Crise au Niger : les Démocrates du Bénin prônent la voie du dialogue
La situation politique délicate qui prévaut actuellement au Niger, aggravée par la menace d’une intervention militaire de la Communauté économique des États de l’Afrique de l’Ouest (CEDEAO) à l’encontre des autorités putschistes nigériennes, suscite une profonde inquiétude au sein du parti béninois « Les Démocrates ». Dans un communiqué de presse rendu public le 5 août 2023, Eric Houndété, président de cette formation d’opposition, a souligné que le coup d’État militaire au Niger plongeait ce pays frontalier du Bénin « dans une période difficile, tout en attirant les opportunistes cherchant à tirer profit de telles conjonctures ».

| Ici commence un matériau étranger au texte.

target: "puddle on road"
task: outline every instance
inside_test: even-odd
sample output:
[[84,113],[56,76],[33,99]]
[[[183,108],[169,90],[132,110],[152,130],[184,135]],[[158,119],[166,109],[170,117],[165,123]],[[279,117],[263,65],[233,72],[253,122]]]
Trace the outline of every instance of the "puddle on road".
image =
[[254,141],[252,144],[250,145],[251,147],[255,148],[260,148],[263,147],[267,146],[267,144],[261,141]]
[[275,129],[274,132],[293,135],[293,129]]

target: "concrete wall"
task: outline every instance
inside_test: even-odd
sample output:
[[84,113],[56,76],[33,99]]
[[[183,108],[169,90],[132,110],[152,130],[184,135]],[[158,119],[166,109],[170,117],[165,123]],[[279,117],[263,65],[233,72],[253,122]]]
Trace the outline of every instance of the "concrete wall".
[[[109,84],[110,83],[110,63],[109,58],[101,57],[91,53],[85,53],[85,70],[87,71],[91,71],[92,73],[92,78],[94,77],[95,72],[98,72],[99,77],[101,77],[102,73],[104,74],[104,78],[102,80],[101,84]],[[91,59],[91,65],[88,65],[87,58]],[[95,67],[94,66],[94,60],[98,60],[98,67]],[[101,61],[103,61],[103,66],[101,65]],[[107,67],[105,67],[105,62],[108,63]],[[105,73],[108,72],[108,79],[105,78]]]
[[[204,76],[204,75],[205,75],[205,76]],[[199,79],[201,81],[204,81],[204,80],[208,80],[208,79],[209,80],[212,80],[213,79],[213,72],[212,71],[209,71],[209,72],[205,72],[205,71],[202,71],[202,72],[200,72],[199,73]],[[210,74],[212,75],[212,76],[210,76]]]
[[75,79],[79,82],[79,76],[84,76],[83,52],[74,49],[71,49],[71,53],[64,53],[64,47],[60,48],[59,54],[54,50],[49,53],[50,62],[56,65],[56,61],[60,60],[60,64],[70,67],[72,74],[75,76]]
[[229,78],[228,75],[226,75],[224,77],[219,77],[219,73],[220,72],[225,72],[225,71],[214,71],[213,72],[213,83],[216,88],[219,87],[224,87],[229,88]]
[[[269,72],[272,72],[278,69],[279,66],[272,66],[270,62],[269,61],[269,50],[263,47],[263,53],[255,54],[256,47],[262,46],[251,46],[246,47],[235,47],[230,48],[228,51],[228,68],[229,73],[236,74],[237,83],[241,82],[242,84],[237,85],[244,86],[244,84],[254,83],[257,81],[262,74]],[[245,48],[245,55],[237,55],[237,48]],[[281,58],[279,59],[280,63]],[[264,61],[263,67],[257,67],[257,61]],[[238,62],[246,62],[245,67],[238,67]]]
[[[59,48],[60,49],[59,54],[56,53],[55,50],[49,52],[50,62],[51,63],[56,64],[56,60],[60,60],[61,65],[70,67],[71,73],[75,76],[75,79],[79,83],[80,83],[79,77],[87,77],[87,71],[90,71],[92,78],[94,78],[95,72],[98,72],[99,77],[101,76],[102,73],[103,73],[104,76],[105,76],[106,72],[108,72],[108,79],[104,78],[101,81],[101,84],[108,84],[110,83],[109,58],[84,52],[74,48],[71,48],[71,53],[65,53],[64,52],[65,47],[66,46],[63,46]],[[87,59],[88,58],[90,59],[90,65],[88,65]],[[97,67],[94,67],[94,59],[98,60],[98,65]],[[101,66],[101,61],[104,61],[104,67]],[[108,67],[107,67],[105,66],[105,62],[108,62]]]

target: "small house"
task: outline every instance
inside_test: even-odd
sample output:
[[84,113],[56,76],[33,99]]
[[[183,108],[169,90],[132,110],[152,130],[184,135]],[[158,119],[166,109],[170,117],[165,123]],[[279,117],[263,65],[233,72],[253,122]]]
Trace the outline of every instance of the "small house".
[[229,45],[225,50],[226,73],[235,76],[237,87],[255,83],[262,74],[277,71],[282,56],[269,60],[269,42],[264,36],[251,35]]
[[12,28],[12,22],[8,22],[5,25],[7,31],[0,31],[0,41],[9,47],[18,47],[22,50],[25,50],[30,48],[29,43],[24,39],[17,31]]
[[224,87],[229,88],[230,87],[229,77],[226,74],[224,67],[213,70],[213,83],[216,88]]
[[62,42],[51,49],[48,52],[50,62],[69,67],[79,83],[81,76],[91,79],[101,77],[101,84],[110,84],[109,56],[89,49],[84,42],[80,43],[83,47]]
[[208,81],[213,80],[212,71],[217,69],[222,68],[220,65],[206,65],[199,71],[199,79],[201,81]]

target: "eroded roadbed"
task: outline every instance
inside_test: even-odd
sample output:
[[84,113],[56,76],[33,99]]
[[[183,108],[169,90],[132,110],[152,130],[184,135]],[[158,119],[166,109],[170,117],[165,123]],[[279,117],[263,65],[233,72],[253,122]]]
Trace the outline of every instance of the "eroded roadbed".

Le parti « Les Démocrates » a réaffirmé sa « condamnation de toute prise de pouvoir par la force, quelle que soit sa forme », déplorant par la même occasion la « résurgence et la prolifération des coups d’État en Afrique de l’Ouest ». Selon le chef de file de l’opposition béninoise, « ces événements surviennent majoritairement dans des contextes politiques et socio-économiques marqués par l’injustice, les restrictions des libertés, l’exploitation des populations, l’accaparement des richesses communes par une élite, la brimade systématique des citoyens, la mainmise sur les institutions, l’entrave à l’expression de la volonté populaire, l’exclusion et les manipulations des Constitutions ainsi que des processus électoraux ».
Malgré ce constat, « Les Démocrates » ont proposé aux pays membres de la CEDEAO de privilégier la diplomatie et, surtout, le dialogue, qu’ils considèrent comme la principale méthode de gestion des conflits, reflétant la diversité des valeurs et cultures de la région. Le parti a également insisté sur la nécessité de promouvoir la prévention en combattant « vigoureusement et sans complaisance », dans tous les pays de l’espace CEDEAO, les « coups d’État constitutionnels », la mauvaise gouvernance et l’exclusion. La formation politique présidée par le député Eric Houndété a, par ailleurs, soulevé des interrogations sur « les fondements juridiques d’une déclaration de guerre à un État membre de notre communauté économique » et sur « les mécanismes par lesquels le gouvernement solliciterait l’autorisation du Parlement pour engager nos enfants, nos frères, nos compatriotes dans un conflit armé contre un État voisin ».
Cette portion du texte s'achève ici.